Is the Computer Fraud and Abuse Act a Failed Experiment?

            As regular readers of this blog know, the courts are split over the proper interpretation of the Computer Fraud and Abuse Act (“CFAA”), in particular whether the CFAA should apply only to “hackers,” those who truly break into a computer system, or to those who misuse someone else’s data that they lawfully accessed as well.  In a recent Forbes article, Eric Goldman argues that the CFAA is, in fact, a failed attempt to integrate the ancient legal doctrine of “trespass to chattels” to online activity.  “Trespass to chattels” is temporarily depriving a property owner of the possession of his property, like taking someone else’s car for a joyride.  Goldman argues that the CFAA has morphed by court decisions and Congressional action into “a federal prohibition on trespassing someone else’s Internet equipment by sending data to it or taking data from it.”  The result has been that “online trespass to chattels now reaches scenarios far beyond hacking scenarios, sometimes in farcical ways,” including ordinary employee activities like downloading company data onto personal devices and search engine “scraping” of website data, things the CFAA originally never was supposed to reach.   
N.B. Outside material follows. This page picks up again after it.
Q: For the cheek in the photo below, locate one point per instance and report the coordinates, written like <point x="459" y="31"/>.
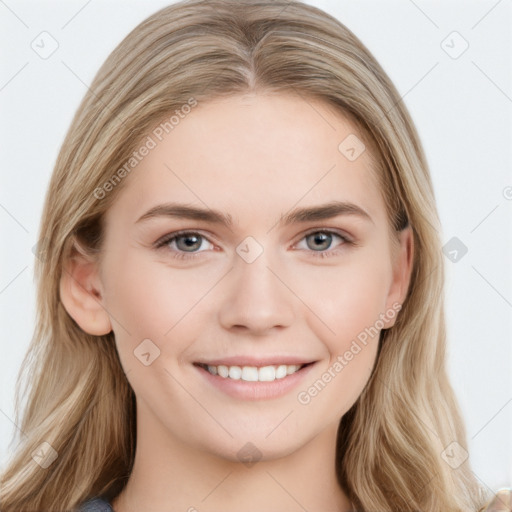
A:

            Goldman’s argument makes some sense, but those like Goldman who argue against a broader interpretation of the CFAA are criticized by some judges for their “far-fetched hypotheticals involving neither theft nor intentional fraudulent conduct, but innocuous violations of office policy.”  United States v. Nosal, 642 F.3d 781 (9th Cir. 2011) (Silverman, J., dissenting).  When defendants “steal[ ] an employer’s valuable information to set up a competing business with the purloined data” that was “siphoned away from the victim,” and the defendants “know[ ] such access and use were prohibited in the defendants’ employment contracts,” that’s a different story.  Id.  And the latter is the story most employers try to tell when they sue employees under the CFAA.  It’s much easier to think that the CFAA was meant to punish conniving employees than those who “access[ ] word puzzles, jokes, and sports scores while at work.”  Id.  So reform is difficult because the statute mostly punishes those who deserve to be punished, and the truly ridiculous cases largely remain hypothetical.

One thought on “Is the Computer Fraud and Abuse Act a Failed Experiment?

  1. You say, “It’s much easier to think that the CFAA was meant to punish conniving employees…” So do you think Congress intended to provide a federal trade secret cause of action when it amended the CFAA? Eric.